“Multiplying the number of employees by seven days would mean that there would be 63,000 scheduling decisions that would need to be made over a 6-month period.”
Allowing employees to choose furlough days is “not administratively feasible,” Cole wrote, and could lead to a “daunting” number of payroll errors.
Agency managers have agreed to speed up the approval process for outside employment, though a request by an Air Force base in Minot, N.D., for separate weeks off so its employees could get temporary work in the nearby booming oil town was denied.
Employees can donate days to ease their colleagues’ load, but they cannot choose which colleagues.
Park Police woes
Among the law enforcement employees who will not get a break are the Park Police. The department must slice $5 million from its $102 million budget and said it must furlough all 767 employees for 14 days. This is in contrast to the parks themselves, with the National Park Service freezing seasonal and permanent hires and making other cuts to avoid furloughs.

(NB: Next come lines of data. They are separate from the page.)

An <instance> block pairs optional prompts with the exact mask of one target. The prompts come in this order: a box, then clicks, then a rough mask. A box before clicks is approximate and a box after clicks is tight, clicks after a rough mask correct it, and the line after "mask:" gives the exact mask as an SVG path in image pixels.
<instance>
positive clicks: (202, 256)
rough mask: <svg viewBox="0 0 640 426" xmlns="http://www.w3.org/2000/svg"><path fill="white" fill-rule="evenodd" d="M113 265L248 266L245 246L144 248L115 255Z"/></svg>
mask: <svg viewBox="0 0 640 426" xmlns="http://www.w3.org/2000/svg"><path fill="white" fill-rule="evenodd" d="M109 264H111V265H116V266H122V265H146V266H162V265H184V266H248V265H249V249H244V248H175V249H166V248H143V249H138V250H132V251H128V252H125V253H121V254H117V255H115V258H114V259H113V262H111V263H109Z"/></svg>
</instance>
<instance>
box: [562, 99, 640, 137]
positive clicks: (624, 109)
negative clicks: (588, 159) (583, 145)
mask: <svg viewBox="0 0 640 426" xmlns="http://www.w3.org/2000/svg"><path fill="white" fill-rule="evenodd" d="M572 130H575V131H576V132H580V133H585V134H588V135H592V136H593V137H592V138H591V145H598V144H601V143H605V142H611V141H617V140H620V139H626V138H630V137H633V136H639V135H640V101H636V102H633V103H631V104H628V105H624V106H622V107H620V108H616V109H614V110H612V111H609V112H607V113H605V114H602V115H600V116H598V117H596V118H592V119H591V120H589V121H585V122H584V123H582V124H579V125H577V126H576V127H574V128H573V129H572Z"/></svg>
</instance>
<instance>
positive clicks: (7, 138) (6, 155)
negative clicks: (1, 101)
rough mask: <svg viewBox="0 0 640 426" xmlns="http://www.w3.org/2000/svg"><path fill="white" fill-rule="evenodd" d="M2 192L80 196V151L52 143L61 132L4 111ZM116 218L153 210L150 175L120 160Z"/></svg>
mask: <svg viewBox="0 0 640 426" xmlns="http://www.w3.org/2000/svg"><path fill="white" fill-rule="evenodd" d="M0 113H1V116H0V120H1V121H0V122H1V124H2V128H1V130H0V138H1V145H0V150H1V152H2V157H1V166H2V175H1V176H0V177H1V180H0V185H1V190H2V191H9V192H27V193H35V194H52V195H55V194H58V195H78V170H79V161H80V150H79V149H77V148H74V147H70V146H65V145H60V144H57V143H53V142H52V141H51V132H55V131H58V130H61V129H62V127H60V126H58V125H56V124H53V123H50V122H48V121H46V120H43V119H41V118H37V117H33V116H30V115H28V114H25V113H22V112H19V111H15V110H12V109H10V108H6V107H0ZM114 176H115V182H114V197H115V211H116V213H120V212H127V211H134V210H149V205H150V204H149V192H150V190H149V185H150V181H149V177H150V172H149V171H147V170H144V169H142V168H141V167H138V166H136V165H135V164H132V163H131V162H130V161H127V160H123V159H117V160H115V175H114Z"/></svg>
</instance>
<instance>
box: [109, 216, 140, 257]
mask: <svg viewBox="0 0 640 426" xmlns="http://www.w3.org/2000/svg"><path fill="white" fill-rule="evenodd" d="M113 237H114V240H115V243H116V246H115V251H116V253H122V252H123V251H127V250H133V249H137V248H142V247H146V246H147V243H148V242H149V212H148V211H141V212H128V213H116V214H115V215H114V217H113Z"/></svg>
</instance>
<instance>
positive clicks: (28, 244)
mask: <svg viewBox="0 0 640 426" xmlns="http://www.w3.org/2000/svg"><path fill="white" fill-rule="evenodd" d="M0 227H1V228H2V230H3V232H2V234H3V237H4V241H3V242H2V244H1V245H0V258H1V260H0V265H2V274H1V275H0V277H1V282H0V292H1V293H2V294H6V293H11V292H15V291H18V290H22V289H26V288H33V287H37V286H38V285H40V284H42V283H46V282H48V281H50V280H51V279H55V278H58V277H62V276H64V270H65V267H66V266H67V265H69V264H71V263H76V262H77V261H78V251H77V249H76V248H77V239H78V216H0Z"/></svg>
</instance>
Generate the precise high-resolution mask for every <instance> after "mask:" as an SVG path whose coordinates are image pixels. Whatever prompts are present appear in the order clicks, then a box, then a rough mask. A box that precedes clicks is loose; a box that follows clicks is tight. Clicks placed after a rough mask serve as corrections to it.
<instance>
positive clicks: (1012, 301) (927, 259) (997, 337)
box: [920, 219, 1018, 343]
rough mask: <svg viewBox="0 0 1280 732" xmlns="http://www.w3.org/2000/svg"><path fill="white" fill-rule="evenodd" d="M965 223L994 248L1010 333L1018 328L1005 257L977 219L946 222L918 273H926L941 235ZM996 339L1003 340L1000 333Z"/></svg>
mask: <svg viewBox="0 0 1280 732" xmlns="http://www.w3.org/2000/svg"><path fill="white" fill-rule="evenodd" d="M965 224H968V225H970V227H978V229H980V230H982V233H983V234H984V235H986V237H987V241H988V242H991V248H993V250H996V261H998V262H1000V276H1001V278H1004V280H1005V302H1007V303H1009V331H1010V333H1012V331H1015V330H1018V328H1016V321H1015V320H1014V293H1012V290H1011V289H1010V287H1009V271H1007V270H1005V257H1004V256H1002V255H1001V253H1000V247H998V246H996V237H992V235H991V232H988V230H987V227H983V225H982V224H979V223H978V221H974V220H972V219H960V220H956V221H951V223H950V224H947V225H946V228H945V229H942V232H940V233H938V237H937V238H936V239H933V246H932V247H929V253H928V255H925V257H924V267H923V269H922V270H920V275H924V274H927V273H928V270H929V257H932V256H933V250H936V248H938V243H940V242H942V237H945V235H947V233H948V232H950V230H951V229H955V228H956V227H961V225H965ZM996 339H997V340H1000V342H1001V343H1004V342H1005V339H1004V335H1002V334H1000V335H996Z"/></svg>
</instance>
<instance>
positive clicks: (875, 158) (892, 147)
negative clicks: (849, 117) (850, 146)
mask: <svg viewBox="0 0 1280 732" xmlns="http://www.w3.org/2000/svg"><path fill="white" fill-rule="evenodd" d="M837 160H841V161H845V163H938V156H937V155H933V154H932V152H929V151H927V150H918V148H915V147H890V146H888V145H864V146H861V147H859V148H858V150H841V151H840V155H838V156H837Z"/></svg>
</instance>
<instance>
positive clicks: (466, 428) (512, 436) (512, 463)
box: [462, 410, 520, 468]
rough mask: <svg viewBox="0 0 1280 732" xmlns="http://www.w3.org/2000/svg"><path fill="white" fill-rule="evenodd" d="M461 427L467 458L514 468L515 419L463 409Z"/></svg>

Officer Dave Nichols, who patrols Washington’s monuments on horseback, said furloughs will cost him $5,000. Among his biggest concerns about losing pay is his wife, a teacher in Calvert County and two-time breast cancer survivor. He worries about another health scare. The couple are reassessing whether they can afford the family’s annual North Carolina beach vacation this year and still set aside money for their daughters’ college fund.
“It’s extremely surprising to me that the officers who patrol the major parkways and national icons downtown are not considered essential during this sequestration,” Nichols said. “When you go into law enforcement, it’s drilled into you that you’re an essential employee.”
Park Service Director Jonathan Jarvis said he’s not happy with the inequity, either.
“If we could, we would spread their budget cut across the Park Service,” he said in a statement. “We can’t do that.”